Key Concepts & Data Model
This section is meant to explain the concepts and data model that we use to represent input and output data.
The main task that this lib performs is Information Extraction, or Intent Parsing, to be even more specific. At this point, the output of the engine may still not be very clear to you.
The task of parsing intents is actually two-folds. The first step is to understand which intent the sentence is about. The second step is to extract the parameters, a.k.a. the slots of the sentence.
Table of contents
Intent
In the context of information extraction, an intent corresponds to the action or intention contained in the user’s query, which can be more or less explicit.
Lets’ consider for instance the following sentences:
"Turn on the light"
"It's too dark in this room, can you fix this?"
They both express the same intent which is switchLightOn
, but they are expressed in two very different ways.
Thus, the first task in intent parsing is to be able to detect the intent of the sentence, or say differently to classify sentences based on their underlying intent.
In Intently NLU, this is represented within the parsing output in this way:
{
"intent": "turnLightOn",
"probability": 0.8421052631578947
}
So you have an additional information which is the probability that the extracted intent correspond to the actual one.
Slot
The second part of the task, once the intent is known, is to extract the parameters that may be contained in the sentence. We called them slots.
For example, let’s consider this sentence:
"Turn on the light in the kitchen"
As before the intent is switchLightOn
, however there is now an additional piece of information which is contained in the word kitchen
.
This intent contains one slot, which is the room in which the light is to be turned on.
Let’s consider another example:
"Find me a flight from Berlin to Tokyo"
Here the intent would be searchFlight
, and now there are two slots in the sentence being contained in “Berlin” and “Tokyo”. These two values are of the same type as they both correspond to a location however they have different roles, as Berlin is the departure and Tokyo is the arrival.
In this context, we call location a slot type (or entity) and departure and arrival are slot names. Slot type and entity are synonyms.
Slot type vs. slot name
A slot type or entity is to NLU what a type is to coding. It describes the nature of the value.
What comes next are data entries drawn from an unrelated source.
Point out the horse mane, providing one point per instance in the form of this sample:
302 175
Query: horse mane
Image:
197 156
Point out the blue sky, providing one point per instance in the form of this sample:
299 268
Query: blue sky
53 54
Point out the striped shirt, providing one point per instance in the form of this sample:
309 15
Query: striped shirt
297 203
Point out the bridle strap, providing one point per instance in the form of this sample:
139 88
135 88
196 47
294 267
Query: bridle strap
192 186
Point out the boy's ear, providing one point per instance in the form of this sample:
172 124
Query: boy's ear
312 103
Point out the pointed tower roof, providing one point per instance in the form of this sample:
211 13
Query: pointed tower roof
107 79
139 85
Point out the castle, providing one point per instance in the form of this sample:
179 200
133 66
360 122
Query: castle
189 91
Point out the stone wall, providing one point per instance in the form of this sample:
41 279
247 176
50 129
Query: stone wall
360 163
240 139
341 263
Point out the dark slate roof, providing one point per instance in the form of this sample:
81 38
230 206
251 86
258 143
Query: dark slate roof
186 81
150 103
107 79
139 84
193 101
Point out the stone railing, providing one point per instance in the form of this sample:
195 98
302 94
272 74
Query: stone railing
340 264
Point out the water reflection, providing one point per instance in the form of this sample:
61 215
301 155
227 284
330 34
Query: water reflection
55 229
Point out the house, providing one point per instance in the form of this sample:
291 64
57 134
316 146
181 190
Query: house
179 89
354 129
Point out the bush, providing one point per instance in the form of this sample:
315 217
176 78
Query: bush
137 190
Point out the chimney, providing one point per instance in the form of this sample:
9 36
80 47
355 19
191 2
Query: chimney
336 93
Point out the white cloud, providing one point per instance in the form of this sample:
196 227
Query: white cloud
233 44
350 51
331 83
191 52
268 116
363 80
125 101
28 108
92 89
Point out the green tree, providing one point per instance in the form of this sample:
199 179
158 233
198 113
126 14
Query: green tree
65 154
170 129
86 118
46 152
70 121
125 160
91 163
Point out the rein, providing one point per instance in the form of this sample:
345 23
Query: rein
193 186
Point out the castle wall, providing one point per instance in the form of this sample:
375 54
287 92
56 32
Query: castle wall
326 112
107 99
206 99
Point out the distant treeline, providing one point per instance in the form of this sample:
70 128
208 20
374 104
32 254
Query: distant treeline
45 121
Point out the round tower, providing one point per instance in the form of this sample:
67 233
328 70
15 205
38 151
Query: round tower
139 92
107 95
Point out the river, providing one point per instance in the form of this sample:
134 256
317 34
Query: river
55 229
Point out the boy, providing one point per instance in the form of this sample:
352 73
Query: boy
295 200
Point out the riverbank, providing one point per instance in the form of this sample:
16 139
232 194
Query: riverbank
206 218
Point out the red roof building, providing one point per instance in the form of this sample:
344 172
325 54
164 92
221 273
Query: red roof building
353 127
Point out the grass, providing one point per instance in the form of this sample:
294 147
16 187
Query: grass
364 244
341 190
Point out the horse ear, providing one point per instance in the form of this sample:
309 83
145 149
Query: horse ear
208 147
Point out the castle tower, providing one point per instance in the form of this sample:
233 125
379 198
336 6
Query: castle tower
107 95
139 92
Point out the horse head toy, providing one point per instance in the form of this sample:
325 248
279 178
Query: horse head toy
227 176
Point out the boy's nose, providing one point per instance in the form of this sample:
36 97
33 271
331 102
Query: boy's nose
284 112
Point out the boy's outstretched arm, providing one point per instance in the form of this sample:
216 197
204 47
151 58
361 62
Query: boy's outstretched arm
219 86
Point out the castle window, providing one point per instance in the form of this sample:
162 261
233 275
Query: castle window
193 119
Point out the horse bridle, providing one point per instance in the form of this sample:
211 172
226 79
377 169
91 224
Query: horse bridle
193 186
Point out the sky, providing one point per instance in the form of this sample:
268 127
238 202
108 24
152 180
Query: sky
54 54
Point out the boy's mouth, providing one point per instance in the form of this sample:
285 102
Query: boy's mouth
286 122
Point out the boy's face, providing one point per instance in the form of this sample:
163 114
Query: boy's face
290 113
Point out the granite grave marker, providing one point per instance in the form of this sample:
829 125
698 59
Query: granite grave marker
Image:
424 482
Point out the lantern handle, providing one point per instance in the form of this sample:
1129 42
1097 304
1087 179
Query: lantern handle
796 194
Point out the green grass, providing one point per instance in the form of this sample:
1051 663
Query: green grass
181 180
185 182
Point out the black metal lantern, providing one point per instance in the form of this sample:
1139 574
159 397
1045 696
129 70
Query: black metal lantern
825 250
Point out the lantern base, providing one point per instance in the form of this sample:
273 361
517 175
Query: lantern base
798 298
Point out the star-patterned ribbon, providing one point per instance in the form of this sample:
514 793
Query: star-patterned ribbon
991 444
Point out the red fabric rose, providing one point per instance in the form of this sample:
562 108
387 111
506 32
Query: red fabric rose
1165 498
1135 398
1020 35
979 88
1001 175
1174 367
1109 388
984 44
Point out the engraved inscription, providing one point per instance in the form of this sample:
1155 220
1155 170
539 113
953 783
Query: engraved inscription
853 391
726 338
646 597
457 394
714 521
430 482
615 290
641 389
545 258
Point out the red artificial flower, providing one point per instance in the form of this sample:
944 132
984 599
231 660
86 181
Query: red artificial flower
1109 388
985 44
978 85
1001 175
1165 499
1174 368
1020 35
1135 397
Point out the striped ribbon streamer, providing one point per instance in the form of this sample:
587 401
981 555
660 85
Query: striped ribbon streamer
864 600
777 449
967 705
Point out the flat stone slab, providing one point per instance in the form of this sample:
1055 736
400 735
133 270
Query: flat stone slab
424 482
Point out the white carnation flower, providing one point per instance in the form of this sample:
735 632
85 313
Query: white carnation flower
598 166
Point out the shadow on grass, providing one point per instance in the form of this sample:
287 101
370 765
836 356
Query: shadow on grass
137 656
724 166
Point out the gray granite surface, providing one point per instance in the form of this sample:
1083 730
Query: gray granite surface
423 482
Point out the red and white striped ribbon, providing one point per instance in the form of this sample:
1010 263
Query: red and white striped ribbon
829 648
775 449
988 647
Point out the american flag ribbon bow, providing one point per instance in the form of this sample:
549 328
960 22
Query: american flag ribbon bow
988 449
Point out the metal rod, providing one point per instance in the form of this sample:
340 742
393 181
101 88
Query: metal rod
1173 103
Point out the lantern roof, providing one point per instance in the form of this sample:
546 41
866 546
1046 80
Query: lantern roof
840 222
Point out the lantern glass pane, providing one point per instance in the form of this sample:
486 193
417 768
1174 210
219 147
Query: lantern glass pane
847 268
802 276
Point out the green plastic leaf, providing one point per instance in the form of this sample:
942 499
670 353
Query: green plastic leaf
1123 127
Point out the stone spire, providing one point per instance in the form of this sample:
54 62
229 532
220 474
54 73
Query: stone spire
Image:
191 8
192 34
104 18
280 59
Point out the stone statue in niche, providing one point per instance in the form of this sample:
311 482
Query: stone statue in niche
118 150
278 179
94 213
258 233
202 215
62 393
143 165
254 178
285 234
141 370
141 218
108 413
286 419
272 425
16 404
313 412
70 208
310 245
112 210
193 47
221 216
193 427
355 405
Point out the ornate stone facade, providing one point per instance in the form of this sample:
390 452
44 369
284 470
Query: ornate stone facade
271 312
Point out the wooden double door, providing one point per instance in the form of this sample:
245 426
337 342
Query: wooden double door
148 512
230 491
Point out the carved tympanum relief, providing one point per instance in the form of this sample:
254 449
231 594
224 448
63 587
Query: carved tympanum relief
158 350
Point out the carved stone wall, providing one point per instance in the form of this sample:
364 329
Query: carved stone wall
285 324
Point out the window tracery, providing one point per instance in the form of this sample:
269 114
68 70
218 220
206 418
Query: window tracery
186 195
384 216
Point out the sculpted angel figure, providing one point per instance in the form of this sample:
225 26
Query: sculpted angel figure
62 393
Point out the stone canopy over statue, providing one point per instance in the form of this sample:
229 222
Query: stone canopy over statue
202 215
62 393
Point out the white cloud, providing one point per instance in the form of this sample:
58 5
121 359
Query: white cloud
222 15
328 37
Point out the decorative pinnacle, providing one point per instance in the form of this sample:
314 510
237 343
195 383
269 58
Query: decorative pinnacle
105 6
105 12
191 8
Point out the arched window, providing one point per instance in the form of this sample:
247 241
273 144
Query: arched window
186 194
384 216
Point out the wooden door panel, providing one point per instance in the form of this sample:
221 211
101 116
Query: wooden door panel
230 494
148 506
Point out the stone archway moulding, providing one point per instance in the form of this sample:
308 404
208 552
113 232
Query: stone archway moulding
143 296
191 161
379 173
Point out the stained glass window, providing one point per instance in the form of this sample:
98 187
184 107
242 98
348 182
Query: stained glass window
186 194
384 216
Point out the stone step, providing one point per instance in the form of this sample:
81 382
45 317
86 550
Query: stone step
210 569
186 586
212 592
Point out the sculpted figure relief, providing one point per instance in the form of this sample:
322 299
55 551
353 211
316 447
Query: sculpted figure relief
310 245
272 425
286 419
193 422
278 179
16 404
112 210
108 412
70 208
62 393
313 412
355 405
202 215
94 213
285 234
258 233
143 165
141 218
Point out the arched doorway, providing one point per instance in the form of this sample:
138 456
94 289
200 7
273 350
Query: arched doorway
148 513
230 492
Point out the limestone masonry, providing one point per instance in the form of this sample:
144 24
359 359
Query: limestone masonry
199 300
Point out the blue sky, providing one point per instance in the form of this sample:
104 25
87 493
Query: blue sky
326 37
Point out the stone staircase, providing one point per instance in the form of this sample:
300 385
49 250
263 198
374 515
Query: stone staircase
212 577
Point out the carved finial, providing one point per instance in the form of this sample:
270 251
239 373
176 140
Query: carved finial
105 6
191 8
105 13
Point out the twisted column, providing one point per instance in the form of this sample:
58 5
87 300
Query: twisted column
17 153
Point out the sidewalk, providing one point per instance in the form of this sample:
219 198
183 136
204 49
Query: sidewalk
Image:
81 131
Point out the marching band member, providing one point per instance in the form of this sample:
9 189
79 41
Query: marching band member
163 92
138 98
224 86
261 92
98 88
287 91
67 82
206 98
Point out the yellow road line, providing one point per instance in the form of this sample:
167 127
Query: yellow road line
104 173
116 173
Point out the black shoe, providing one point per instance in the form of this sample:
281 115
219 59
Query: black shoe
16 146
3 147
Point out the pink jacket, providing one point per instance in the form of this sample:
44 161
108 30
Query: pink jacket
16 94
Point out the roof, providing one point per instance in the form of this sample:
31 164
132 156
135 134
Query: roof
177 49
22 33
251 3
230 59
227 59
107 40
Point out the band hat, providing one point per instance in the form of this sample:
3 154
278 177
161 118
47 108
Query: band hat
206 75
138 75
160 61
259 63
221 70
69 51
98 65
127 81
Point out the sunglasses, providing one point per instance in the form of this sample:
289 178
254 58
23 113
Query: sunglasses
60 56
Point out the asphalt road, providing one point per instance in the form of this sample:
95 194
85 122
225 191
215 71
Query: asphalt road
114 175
In a piece of code, multiple variables can be of the same type while having different purposes, usually transcribed in their name. All variables of a same type will have some common characteristics, for instance they have the same methods, they may be comparable etc.
In information extraction, a slot type corresponds to a class of values that fall into the same category. In our previous example, the location slot type corresponds to all values that correspond to a place, a city, a country or anything that can be located.
The slot name can be thought as the role played by the entity in the sentence.
In Intently NLU, extracted slots are represented within the output in this way:
{
"resolved_slots": {
"departure": "Berlin",
"arrival": "Tokyo"
}
}
Entities
Builtin Entities
Currently we have one builtin entity, intently/entities/number
. You can use it in your intents without any extra configuration.
Entity Values & Synonyms
The first thing you can do is add a list of possible values for your entity.
By providing a list of example values for your entity, you help Intently NLU grasp what the entity is about.
Let’s say you are creating an assistant whose purpose is to let you set the color of your connected light bulbs. What you will do is define a color
entity. On top of that you can provide a list of sample colors by editing the entity in your dataset as follows:
---
type: entity
name: color
values:
- white
- yellow
- pink
- blue
Now imagine that you want to allow some variations around these values e.g. using "pinky"
instead of "pink"
. You could add these variations in the list by adding a new value, however in this case what you want is to tell the NLU to consider "pinky"
as a synonym of "pink"
:
---
type: entity
name: color
map_synonyms: yes
values:
- white
- yellow
- [pink, pinky]
- blue
In this context, Intently NLU will map "pinky"
to its reference value, "pink"
, in its output, because map_synonyms
is true (default is false).
Let’s consider this sentence:
"Please make the light pinky"
Here is the kind of NLU output that you would get in this context:
{
"intent": "setLightColor",
"probability": 0.95,
"raw_utterance": "Please make the light pinky",
"resolved_slots": {
"color": "pink"
}
}
The actual value of color
would be "pinky"
, but it has been resolved and it contains the reference color, "pink"
, that the synonym refers to.
Automatically Extensible Entities
On top of declaring color values and color synonyms, you can also decide how Intently NLU reacts to unknown entity values.
In the light color assistant example, one of the first things to do would be to check what are the colors that are supported by the bulb, for instance:
["white", "yellow", "red", "blue", "green", "pink", "purple"]
As you can only handle these colors, you can enforce Intently NLU to filter out slot values that are not part of this list, so that the output always contain valid values, i.e. supported colors.
On the contrary, let’s say you want to build a smart music assistant that will let you control your speakers and play any artist you want.
Obviously, you can’t list all the artist and songs that you might want to listen to at some point. This means that your dataset will contain some examples of such artist but you expect Intently NLU to extend beyond these values and extract any other artist or song that appear in the same context.
Your entity must be automatically extensible.
Now in practice, there is a flag in the dataset that lets you choose whether or not your custom entity is automatically extensible (false by default):
---
type: entity
name: my_custom_entity
automatically_extensible: yes